CMS’ oncology alternative payment model reduced utilization of imaging services in Medicare
The Centers for Medicare & Medicaid Services’ oncology alternative payment model produced lower utilization of imaging services, according to new research published Tuesday in JAMA.
CMS introduced the five-year, value-based care effort in 2016 aiming to control cancer treatment costs, which reached $200 billion last year. Under the Oncology Care Model, about 200 physician practices inked agreements to bolster coordination and reduce unplanned care for patients receiving chemotherapy.
Researchers sought to analyze the model’s impact on healthcare spending, utilization and quality during the first three years. They found the model was significantly associated with modest decreases, including about 46 fewer imaging services used per 1,000 care episodes.
All told, the Oncology Care Model produced a $297 per-episode decrease in Medicare episode payments (about $18 fewer on imaging), which was insufficient to offset CMS’ investment in the effort.
“The OCM was not associated with a decline in any critical quality measures, and this negative result is noteworthy,” Raymond Osarogiagbon, MBBS, with Baptist Memorial Health Care Corp. in Memphis, Tennessee, and colleagues wrote in a corresponding editorial. “One of the chief concerns of value-based payment models is the theoretical risk that financial incentives will induce restrictions in essential care. The OCM had no demonstrable adverse effects on care quality and in that important respect represents a positive outcome.”

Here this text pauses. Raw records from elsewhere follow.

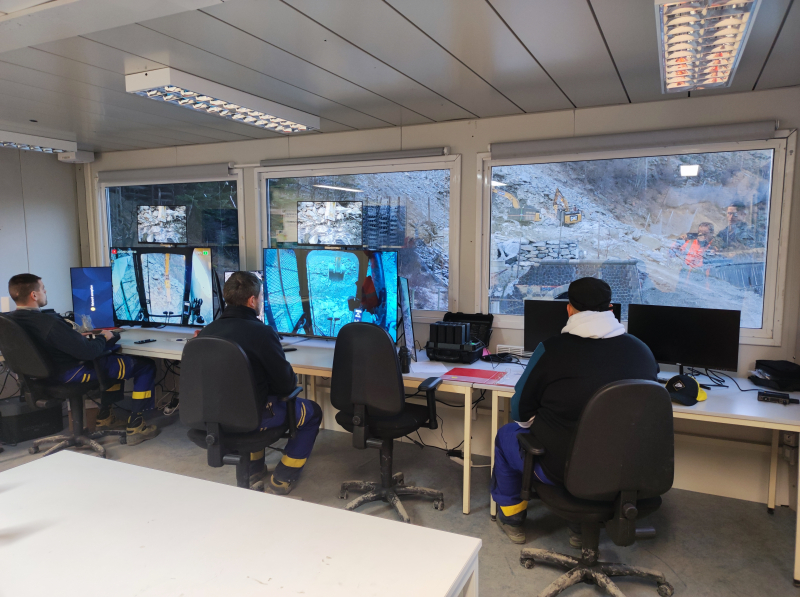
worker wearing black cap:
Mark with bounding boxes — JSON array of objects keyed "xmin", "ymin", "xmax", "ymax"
[{"xmin": 492, "ymin": 278, "xmax": 658, "ymax": 547}]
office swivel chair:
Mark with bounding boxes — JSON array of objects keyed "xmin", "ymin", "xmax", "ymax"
[
  {"xmin": 180, "ymin": 337, "xmax": 302, "ymax": 489},
  {"xmin": 517, "ymin": 380, "xmax": 674, "ymax": 597},
  {"xmin": 331, "ymin": 322, "xmax": 444, "ymax": 522},
  {"xmin": 0, "ymin": 316, "xmax": 126, "ymax": 458}
]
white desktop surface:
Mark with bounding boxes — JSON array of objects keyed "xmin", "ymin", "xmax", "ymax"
[{"xmin": 0, "ymin": 451, "xmax": 481, "ymax": 597}]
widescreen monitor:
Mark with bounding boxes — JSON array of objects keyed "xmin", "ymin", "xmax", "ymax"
[
  {"xmin": 223, "ymin": 271, "xmax": 264, "ymax": 321},
  {"xmin": 297, "ymin": 201, "xmax": 363, "ymax": 247},
  {"xmin": 264, "ymin": 249, "xmax": 398, "ymax": 341},
  {"xmin": 136, "ymin": 205, "xmax": 188, "ymax": 245},
  {"xmin": 523, "ymin": 300, "xmax": 622, "ymax": 352},
  {"xmin": 69, "ymin": 267, "xmax": 114, "ymax": 330},
  {"xmin": 111, "ymin": 247, "xmax": 214, "ymax": 326},
  {"xmin": 398, "ymin": 278, "xmax": 417, "ymax": 361},
  {"xmin": 628, "ymin": 305, "xmax": 741, "ymax": 371}
]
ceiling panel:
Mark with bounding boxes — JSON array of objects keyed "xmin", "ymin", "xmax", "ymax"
[
  {"xmin": 286, "ymin": 0, "xmax": 521, "ymax": 117},
  {"xmin": 692, "ymin": 0, "xmax": 800, "ymax": 97},
  {"xmin": 0, "ymin": 42, "xmax": 276, "ymax": 141},
  {"xmin": 140, "ymin": 11, "xmax": 424, "ymax": 125},
  {"xmin": 203, "ymin": 0, "xmax": 473, "ymax": 122},
  {"xmin": 756, "ymin": 0, "xmax": 800, "ymax": 89},
  {"xmin": 487, "ymin": 0, "xmax": 628, "ymax": 108},
  {"xmin": 386, "ymin": 0, "xmax": 573, "ymax": 112},
  {"xmin": 590, "ymin": 0, "xmax": 688, "ymax": 102},
  {"xmin": 86, "ymin": 25, "xmax": 376, "ymax": 129}
]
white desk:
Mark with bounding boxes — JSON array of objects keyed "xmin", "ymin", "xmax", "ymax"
[
  {"xmin": 118, "ymin": 327, "xmax": 472, "ymax": 514},
  {"xmin": 474, "ymin": 373, "xmax": 800, "ymax": 586},
  {"xmin": 0, "ymin": 451, "xmax": 481, "ymax": 597}
]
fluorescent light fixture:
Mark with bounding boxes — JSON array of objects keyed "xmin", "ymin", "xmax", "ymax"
[
  {"xmin": 655, "ymin": 0, "xmax": 761, "ymax": 93},
  {"xmin": 313, "ymin": 184, "xmax": 364, "ymax": 193},
  {"xmin": 0, "ymin": 131, "xmax": 78, "ymax": 153},
  {"xmin": 681, "ymin": 164, "xmax": 700, "ymax": 176},
  {"xmin": 125, "ymin": 68, "xmax": 320, "ymax": 133}
]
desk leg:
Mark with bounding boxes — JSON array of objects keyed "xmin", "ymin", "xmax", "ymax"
[
  {"xmin": 462, "ymin": 387, "xmax": 472, "ymax": 514},
  {"xmin": 767, "ymin": 429, "xmax": 780, "ymax": 514},
  {"xmin": 489, "ymin": 391, "xmax": 505, "ymax": 520}
]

For their study, Harvard Medical School’s Nancy Keating, MD, and colleagues compared care during six-month episodes at model-participating practices and a comparison group that did not. All told, the analysis included more than 483,000 Medicare fee-for-service beneficiaries treated by 201 OCM practices, along with more than 557,000 cared for at 534 comparison practices. Keating et al. tracked a baseline period for before the payment model (January 2014 to June 2015) and after its initiation (July 2016 to December 2018).
Total episode payments for participating practices increased from $28,681 to $33,211 compared to an increase of $28,421 to $33,249 for comparison episodes. Drug prices accounted for most of the change at 57%. Calculating a “difference-in-differences,” the authors determined OCM was associated with a $297 lower increase over the study period. Meanwhile, average imaging costs climbed from $812 to $824 in the intervention group versus $814 to $843 in the comparison group, for a difference-in-differences of $18 or a -2.2% change. Authors also estimated a roughly 1% decrease in the use of imaging services per episode versus the comparison group.